HİKAYE AFFET BABACIĞIM
Evliliğinden beri evinde kalan babası
yüzünden eşiyle sürekli tartışıyordu. Eşi babasını istemiyor ve onun evde bir
fazlalık olduğunu düşünüyordu. Tartışmalar bazen inanılmaz boyutlara
ulaşıyordu. Yine böyle bir tartışma anında eşi bütün bağları kopardı ve :
-- “Ya ben giderim, ya da baban bu
evde kalmayacak” diyerek rest çekti.
Eşini kaybetmeyi göze alamazdı. Babası
yüzünden çıkan tartışmalar dışında mutlu bir yuvası sevdiği ve kendini seven
bir eşi ve birde çocukları vardı. Eşi için çok mücadele etmişti evliliği
sırasında. Ailesini ikna etmek için çok uğraşmış ve çok sorunlarla
karşılaşmıştı. Hala onu ölürcesine seviyordu.

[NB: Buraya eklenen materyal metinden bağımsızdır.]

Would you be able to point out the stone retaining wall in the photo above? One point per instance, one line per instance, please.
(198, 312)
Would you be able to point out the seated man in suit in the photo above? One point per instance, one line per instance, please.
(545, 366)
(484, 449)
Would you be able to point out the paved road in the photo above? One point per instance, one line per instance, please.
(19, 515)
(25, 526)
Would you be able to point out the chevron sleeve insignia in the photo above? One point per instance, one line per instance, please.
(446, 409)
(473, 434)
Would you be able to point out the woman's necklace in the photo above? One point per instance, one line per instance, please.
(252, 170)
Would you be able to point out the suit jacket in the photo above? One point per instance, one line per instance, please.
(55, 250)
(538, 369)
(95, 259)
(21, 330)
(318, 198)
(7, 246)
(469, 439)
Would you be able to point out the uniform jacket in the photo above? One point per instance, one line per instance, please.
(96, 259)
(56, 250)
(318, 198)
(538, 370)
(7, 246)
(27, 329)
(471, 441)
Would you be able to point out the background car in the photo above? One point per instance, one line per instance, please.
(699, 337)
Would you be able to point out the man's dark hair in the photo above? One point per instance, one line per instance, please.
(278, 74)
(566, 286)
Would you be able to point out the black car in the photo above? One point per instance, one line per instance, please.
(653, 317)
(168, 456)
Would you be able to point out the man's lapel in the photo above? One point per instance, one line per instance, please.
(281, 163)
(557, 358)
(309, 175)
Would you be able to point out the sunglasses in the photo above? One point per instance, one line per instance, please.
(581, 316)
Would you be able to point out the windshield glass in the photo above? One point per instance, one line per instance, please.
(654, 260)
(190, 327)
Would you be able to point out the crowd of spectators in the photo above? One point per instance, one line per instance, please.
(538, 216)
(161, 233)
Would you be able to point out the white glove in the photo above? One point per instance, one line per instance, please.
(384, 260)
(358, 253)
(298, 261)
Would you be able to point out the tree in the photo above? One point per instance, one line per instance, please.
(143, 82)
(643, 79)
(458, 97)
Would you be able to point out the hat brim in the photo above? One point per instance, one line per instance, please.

Çaresizlik içinde ne yapacağını
düşündü ve kendince bir çözüm yolu buldu.
Yıllar önce avcılık merakı
yüzünden kendisi için yaptırdığı kulübe tipi dağ evine götürecekti babasını.
Haftada bir uğrayacak ve ihtiyacı neyse karşılayacak, böylelikle eşiyle de bu
tür sorunlar yaşamayacaktı. Babasına lazım olacak bütün malzemeleri
hazırladıktan sonra yatalak babasını yatağından kaldırdı ve kucakladığı gibi
arabaya attı. Oğlu Can “Baba ben de seninle gelmek istiyorum” diye ısrar edince
onu da arabaya aldı ve birlikte yola koyuldular.
Karakışın tam ortalarıydı ve korkunç bir soğuk vardı. Kar ve tipi yüzünden yolu zor seçiyorlardı. Minik can sürekli babasına “Baba nereye gidiyoruz ?” diye soruyor ama cevap alamıyordu. Öte yandan nereye götürüldüğünü anlayan yaşlı adamsa gizli gizli gözyaşı döküyor oğlu ve torununa belli etmemeye çalışıyordu.
Saatler süren zorlu yolculuktan
sonra dağ evine ulaştılar. Epeydir buraya gelmemişti. Baraka tipindeki dağ evi
artık çürümeye yüz tutmuş, tavan akıyordu. Barakanın bir köşesini temizledi
hazırladı ve arabadan yüklendiği yatağı oraya itina ile serdi. Sonra diğer malzemeleri
taşıdı. En son da babasını sırtlayarak yatağa yerleştirdi.
Tipi adeta barakanın içinde
hissediliyordu. Barakanın içinde fırtına vardı adeta. Çaresizlik içinde
babasını izledi. Daha şimdiden üşümeye başlamıştı. Yarın yine gelir bir yorgan
ve birkaç battaniye getiririm diye düşündü. Öyle üzgündü ki Dünya başına
göçüyor gibiydi. O bu duygular içindeyken babası yüreğine bıçak saplanmış
gibiydi.
Yıllarca emek verdiği oğlu tarafından bir barakaya terk ediliyordu.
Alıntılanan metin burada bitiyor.